Part of the romantic notion I have must comes from old movies. You know the ones, with crusty light tenders played by actors like Guy Kibbee and Lionel Barrymore, old salts smoking stubby briar pipes and outfitted in heavy, tattered parkas and short-visored captain’s caps. They snarl and roar a good bit, matching their mood to the sea, and usually display a heart of gold to some waif that’s been left in their care. In the process, they offer direction in the kid’s life, stretching out the lighthouse metaphor about as far as it will go.
And many a novel I’ve read has fueled this odd enthrallment. The lonely tower on the edge of terra firma with the vast eternal briny deep stretched out to the far horizon has provided authors with perfect settings for their tales for centuries. One recent offering I especially enjoyed was The Light Between Oceans, by M. L. Steadman, and one I read in college by Virginia Woolf was titled, appropriately enough, To the Lighthouse. There were many more good yarns in between; one of the best was Ray Bradbury’s fine short story “The Fog Horn”, which was set in a lighthouse.
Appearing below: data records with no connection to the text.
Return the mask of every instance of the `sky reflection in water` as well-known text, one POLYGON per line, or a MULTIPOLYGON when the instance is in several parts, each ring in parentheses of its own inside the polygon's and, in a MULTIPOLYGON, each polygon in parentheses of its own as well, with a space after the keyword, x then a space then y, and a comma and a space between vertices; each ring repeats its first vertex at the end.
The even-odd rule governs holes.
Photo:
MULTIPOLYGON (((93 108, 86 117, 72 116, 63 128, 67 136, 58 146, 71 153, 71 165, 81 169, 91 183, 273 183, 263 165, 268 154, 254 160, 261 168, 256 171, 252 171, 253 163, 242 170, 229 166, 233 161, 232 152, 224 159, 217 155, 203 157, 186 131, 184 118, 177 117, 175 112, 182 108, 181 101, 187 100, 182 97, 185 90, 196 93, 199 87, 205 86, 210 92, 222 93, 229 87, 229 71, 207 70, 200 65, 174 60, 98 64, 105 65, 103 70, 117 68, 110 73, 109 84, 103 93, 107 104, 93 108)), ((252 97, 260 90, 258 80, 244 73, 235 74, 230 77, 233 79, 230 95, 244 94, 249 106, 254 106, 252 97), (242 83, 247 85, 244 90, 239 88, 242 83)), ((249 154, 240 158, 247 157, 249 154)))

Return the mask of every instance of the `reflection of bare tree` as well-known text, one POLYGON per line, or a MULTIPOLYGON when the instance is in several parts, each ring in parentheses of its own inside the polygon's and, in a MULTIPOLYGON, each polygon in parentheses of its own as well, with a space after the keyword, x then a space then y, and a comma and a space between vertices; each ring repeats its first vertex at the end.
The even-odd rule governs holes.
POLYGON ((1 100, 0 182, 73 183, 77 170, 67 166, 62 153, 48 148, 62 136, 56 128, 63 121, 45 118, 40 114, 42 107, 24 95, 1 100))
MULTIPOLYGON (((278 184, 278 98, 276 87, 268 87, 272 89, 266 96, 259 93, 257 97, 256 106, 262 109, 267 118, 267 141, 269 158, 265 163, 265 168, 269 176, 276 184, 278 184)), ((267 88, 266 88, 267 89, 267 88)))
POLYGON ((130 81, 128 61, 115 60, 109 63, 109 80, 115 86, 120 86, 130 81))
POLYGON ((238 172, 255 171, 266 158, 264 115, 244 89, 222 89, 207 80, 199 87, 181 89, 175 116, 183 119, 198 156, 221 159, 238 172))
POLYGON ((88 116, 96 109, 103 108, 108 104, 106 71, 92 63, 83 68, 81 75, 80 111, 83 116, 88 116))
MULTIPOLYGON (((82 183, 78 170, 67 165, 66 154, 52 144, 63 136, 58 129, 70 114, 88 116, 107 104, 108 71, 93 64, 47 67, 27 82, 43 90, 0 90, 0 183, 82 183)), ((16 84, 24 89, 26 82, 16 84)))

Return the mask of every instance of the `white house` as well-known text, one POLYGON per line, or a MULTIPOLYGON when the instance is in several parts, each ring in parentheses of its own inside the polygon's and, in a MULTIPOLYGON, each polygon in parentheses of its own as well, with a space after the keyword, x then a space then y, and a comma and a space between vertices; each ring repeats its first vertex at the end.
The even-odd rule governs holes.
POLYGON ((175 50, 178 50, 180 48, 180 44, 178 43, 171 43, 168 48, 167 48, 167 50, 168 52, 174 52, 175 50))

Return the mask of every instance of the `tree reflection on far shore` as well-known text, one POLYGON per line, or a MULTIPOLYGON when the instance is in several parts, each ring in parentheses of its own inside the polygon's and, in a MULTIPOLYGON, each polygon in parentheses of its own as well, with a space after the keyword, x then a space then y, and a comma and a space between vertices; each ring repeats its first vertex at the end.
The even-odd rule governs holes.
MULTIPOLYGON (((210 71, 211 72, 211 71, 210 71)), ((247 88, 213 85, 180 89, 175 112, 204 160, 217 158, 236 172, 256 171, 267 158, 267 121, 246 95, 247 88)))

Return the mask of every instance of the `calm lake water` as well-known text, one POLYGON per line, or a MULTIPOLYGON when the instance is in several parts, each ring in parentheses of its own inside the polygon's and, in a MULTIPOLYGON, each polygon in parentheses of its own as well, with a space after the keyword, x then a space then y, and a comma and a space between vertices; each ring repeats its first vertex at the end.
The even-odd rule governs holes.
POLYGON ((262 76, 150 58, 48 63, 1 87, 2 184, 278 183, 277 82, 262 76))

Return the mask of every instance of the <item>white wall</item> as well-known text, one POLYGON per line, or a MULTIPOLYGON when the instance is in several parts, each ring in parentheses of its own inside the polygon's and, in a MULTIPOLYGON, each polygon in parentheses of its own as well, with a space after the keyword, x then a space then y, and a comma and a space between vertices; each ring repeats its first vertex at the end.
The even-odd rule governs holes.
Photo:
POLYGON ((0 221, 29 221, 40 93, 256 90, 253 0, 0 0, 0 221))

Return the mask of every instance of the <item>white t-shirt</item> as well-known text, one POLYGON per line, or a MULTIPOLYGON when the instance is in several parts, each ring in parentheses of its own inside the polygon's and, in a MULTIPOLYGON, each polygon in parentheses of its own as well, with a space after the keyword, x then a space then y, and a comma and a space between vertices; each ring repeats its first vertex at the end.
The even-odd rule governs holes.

And part of my fascination comes from wondering what it must be like to live completely removed from towns and society and have just one responsibility: to keep the light burning so ships’ captains can navigate by it. The rest of the time, the way I’ve conjured it, would be spent reading books by the fireplace – the perfect lighthouse in my imagination has a big fireplace in the keeper’s cottage – or standing on a nearby windswept cliff looking at the ocean and pondering the meaning of life.
Realistically, a day and a half of such a routine would just about do me. Beyond that, I’d get awfully bored and have to go off in search of those towns and that society I wanted to distance myself from.
Still, there’s something soul-stirring about those tall, handsome monuments to the past that once sent their illumination crawling out over the waves to bring vessels safely home. Almost all of them have stood dark for decades, having long outlived the people who kept their lights burning.
Maybe it was the symbolism offered by lighthouses that lured me into my paying such close attention to them. Because they are, at their most functional level – purely useful. And, given this frantic, oftentimes mean world we inhabit, what is more appealing, really, than something useful? Something like a light in the darkness that can bring us safely through.
I’ll go on loving lighthouses. I might even follow through on an old goal and write a story or novel set in one. But if I do it would probably be a good idea to actually pay a visit to one, don’t your think? I just hope it will have an elevator.
[Parts of this lighthouse piece first cast its beam in a Sunday morning newspaper column sometime in the dark past.]